The first step of the Bryant test is the “squarely foreclosed” requirement. See Bryant, 738 F.3d at 1274 (“[The petitioner] must establish that ... throughout his sentencing, direct appeal, and first § 2255 proceeding, our Circuit’s binding precedent had specifically addressed [his] distinct prior state conviction that triggered § 924(e) and had squarely foreclosed [his] § 924(e) claim that he was erroneously sentenced above the 10-year statutory maximum penalty in § 924(a).”). The second step of the Bryant test further enforces the “squarely foreclosed” requirement. See id. (“[The petitioner] must establish that ... subsequent to his first § 2255 proceeding, [a] Supreme Court[] decision ..., as extended by this Court to [his] distinct prior conviction, overturned our Circuit precedent that had squarely foreclosed [his] § 924(e) claim.”). ,

. Mr. Williams’s quest for relief on this issue continues. Since the Supreme Court gave retroactive relief to some inmates serving sentences improperly enhanced under ACCA, this Court granted Mr. Williams permission to file a second or successive petition on July 1, 2016.

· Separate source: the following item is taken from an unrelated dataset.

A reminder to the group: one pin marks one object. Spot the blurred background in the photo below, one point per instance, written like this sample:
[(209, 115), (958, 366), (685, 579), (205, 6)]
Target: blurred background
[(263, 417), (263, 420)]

. Every circuit to have considered the issue — except for the Tenth Circuit and now this Circuit — has concluded that, at the least, the savings clause allows a prisoner to challenge his detention when a retroactive statutory-interpretation decision from the Supreme Court shows that the prisoner was convicted for conduct that the law does not in fact make criminal. See Trenkler v. United States, 536 F.3d 85, 99 (1st Cir. 2008); Poindexter v. Nash, 333 F.3d 372, 378 (2d Cir. 2003); In re Dorsainvil, 119 F.3d 245, 251-52 (3d Cir. 1997); In re Jones, 226 F.3d 328, 333-34 (4th Cir. 2000); Reyes-Requena v. United States, 243 F.3d 893, 903-04 (5th Cir. 2001); Wooten v. Cauley, 677 F.3d 303, 307-08 (6th Cir. 2012); Brown v. Caraway, 719 F.3d 583, 586-87 (7th Cir. 2013); Marrero v. Ives, 682 F.3d 1190, 1192, 1194-95 (9th Cir. 2012); In re Smith, 285 F.3d 6, 8 (D.C. Cir. 2002).